Dovits: Wenn man sich das wirtschaftliche Gesamtbild ansieht, ist eine leichte Erholung feststellbar, wobei sich der Euroraum noch in einer schwierigen Phase befindet. Auch hier gibt es starke Unterschiede, Österreich beispielsweise ist in einer Phase der Stagnation. Global gesehen befinden wir uns im Mittelfeld. Und das trifft auch auf die Gehaltssteigerungen zu. In Österreich haben wir ja für fast alle Branchen Kollektivverträge mit Lohnsteigerungen, die jedes Jahr ausverhandelt werden. Im Schnitt sind es - mal mehr, mal weniger - um die drei Prozent mehr Lohn, den die Beschäftigten bekommen.

derStandard.at: Aber nicht 4,5 Prozent wie die Gruppe der Manager.

Dovits: Für manche Beschäftigungsgruppen ist das die Ausgangsbasis für die Verhandlung, also Erhöhung laut Kollektivvertrag, und auf der anderen Seite kommt noch die individuelle Verhandlungsebene, die allen Mitarbeitern offensteht.
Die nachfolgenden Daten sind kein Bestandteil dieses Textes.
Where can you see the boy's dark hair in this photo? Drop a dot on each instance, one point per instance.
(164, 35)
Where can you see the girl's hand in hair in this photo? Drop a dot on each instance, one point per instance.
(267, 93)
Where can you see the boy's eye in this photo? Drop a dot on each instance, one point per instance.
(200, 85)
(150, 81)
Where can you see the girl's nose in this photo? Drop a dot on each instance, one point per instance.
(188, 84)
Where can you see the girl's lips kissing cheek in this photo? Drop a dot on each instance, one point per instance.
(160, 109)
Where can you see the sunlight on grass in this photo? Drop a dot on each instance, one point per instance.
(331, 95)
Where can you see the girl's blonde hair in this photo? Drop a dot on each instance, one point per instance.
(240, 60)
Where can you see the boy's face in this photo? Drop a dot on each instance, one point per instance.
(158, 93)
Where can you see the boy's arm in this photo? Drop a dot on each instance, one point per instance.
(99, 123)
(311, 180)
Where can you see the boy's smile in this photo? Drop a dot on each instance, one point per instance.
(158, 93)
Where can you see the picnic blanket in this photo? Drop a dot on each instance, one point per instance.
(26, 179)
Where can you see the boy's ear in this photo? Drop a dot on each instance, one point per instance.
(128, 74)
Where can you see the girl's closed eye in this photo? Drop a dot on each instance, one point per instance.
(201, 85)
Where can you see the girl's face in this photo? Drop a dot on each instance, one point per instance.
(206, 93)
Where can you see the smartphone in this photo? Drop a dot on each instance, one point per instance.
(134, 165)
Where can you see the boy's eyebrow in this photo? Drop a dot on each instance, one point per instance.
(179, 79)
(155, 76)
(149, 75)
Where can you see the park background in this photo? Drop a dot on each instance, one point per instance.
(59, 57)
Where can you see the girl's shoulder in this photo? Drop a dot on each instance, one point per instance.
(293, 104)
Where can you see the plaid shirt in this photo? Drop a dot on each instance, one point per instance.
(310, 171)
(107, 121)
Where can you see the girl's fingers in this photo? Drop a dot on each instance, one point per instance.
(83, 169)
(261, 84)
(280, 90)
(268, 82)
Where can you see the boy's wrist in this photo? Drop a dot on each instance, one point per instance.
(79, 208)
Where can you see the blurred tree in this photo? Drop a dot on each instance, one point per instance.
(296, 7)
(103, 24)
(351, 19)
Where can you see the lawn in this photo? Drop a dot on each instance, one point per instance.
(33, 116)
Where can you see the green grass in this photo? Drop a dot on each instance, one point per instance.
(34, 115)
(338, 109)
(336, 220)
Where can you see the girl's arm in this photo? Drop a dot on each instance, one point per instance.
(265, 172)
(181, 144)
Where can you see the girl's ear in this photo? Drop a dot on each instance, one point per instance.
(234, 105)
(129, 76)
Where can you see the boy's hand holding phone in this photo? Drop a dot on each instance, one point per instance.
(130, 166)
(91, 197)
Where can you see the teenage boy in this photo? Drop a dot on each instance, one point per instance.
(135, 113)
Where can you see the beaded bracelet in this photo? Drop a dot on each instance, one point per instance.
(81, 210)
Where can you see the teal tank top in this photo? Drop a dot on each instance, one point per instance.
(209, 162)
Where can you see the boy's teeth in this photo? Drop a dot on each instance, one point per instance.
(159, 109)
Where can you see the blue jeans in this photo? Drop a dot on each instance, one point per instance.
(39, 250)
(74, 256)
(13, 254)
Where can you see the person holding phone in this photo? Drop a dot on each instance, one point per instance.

Im Rahmen von Mitarbeitergesprächen etwa, so gesehen geht es bei vielen oft über die drei Prozent hinaus.

derStandard.at: Geht es bei vielen dann insgesamt in Richtung vier, fünf Prozent?

Dovits: Das hängt sehr stark von der Unternehmensphilosophie ab, wie mit dem Thema Gehaltserhöhungen umgegangen wird. In größeren Firmen gibt es oft klare Systeme, die viele Dinge berücksichtigen. Etwa die Kompetenzentwicklung, die Leistung oder die Lage im Gehaltsband. Faktoren, die zum Ausdruck bringen, wie wichtig der Mitarbeiter für das Unternehmen ist.

derStandard.at: Was sind die Gründe, warum die Managergehälter überproportional steigen?

Dovits: Wir sehen nicht unbedingt, dass sie überproportional steigen, da etwa auch die Gehälter der Spezialisten um 4,5 Prozent anziehen, bei den Sachbearbeitern sind es vier Prozent. Im Vorjahr war das beispielsweise umgekehrt. Die Gehälter der Führungskräfte sind weniger stark gestiegen als jene von anderen Gruppen. Man darf sich nicht dazu verleiten lassen, die Manager zu verteufeln. Was man sagen kann, ist, dass Führungskräfte - damit meine ich jetzt Positionen vom Geschäftsführer bis zum Teamleiter - üblicherweise einen höheren variablen Anteil am Gehalt haben. Dieser Trend lässt sich auch in Österreich feststellen.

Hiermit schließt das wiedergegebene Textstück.